Hershey the king of Chocolate. We had the Western Plant in out community for decades. They hired exclusively through my agency and I knew the co well. DSS 94. Yield 2.6 (when we bought). Controlled by the Hershey Trust so it cannot be taken over. This company is marked by stability. Beta.07, never saw one that low. Dividends paid for 30 years and growth streak of 9 years. Five year growth streak is 9%. Froze one year in the great recession. If I had known I would have eaten a few more kisses to help them out. They were a great employer and good in the community. A great stable company to own. We bought a full position. Payout ratio about 50%. Get some. Vl safety 2 rated B++ with Morningstar ***'s. Large cap company that can help anchor our portfolio.
Washington Trust Bancorp (WASH) a small regional bank with about 1billion cap. DDS 59. Traditional bank that does commercial loans, real estate loans,consumer loans, as well as industrial. Yield 3.86%, dividend growth last 5 years of 11%. They have paid dividends over 26 years and raised it 8 years. They had a dividend freeze in 2008 a minor blimp given the great recession and how it affected financial institutions. Over the last 20 years it has raised the dividend 8%. The payout ration at 59% is on the high side per SSD. Not rated or covered by Morningstar or VL. It first came to my attention by Ian Bezek, one of the best young writes on Seeking Alpha. At least in my opinion. Brian at SSD feels the leverage is a little on the high side. I owned once, a small position, but sold it to buy something else. I have kept it on my watch list. I thought it might be a good supporting stock but the group decided to buy a full position.
BPR: This is a new REIT with the same holdings as BPY (an LLC). So you have to look at BPY for much info. Yield 6.59% with Div safety of 42. It is a holding of the gigantic Brookfield Company. This is a very complicated company. Dividend Sleuth first brought it to my attention and holds or held it if memory serves. The Brookfield Family of companies is highly regarded. BPR was formed to avoid the K-1 of BPY. They own self storage, triple net retail, premier office, multifamily, student housing, and industrials. Dividends 5 years (our very minimum) growing at the rate of 15%. BBB rated. I have never owned a Brookfield entity. We intend to look at their utility company as well. Brookfield has been compared to Berkshire, and seems to be highly rated. We bought a 1/2 supporting position. This is kind of an all in one type REIT.

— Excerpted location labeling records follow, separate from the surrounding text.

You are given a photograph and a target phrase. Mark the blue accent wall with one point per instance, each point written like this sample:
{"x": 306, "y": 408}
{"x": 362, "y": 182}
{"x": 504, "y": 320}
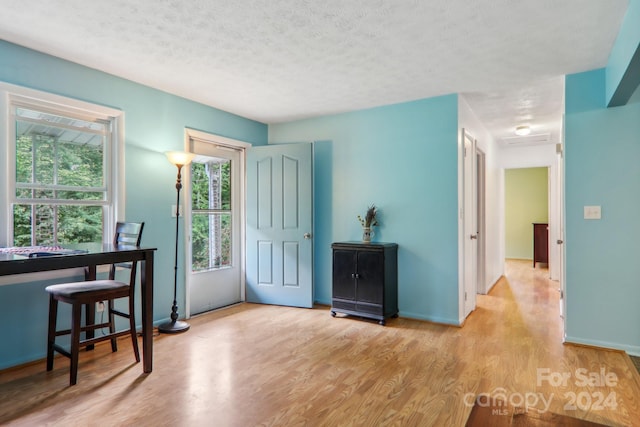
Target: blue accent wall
{"x": 403, "y": 158}
{"x": 154, "y": 123}
{"x": 602, "y": 147}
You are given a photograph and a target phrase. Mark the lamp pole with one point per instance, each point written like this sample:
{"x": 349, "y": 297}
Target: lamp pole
{"x": 174, "y": 325}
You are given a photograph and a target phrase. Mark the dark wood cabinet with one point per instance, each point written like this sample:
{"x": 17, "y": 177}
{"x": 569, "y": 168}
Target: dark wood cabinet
{"x": 365, "y": 280}
{"x": 540, "y": 243}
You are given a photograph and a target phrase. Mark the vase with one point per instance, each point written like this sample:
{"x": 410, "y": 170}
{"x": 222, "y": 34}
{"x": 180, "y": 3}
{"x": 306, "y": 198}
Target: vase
{"x": 367, "y": 233}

With the additions of these positions we have a YOC of 4.02%, 35 holdings with dividend growth of 7.8%, 28 full positions of 10k invested and 7 positions with 5k invested. Ten sectors represented, Consumer Staples = 16% / Utilities 15%/ Health care= 16%/ Real Estate =15% Energy=10%. Financial 9%/ Communications 7%/ Consumer Discretionary= 6%. Industrials+65/ Info tech 4%. I would like to have one in materials, thinking APD, and no more than 10-11% in finance. Next time we will look at two more regional banks that are Dividend Champs, as I recall. Income $12,873. We have gained 2.8% or $8,763. Beta:.73. We are on track. Can we keep it up? Any suggestions are welcomed. We are combing the CCC list and using my general knowledge of the universe of stocks along with the screener at SSD. This task would be ten times harder without SSD in my opinion! We have found some great companies at fair prices with good financial strength and some higher yielding positions that are perhaps not as strong but we have kept to 1% of the portfolio to protect our capital along with strong diversification. We meet Thursday and will have some more picks soon I assume.
Disclosure: I am/we are long sevearl of these stocks.
Additional disclosure: See my bio for a fairly updated list of stocks owned. Please do your own due diligence.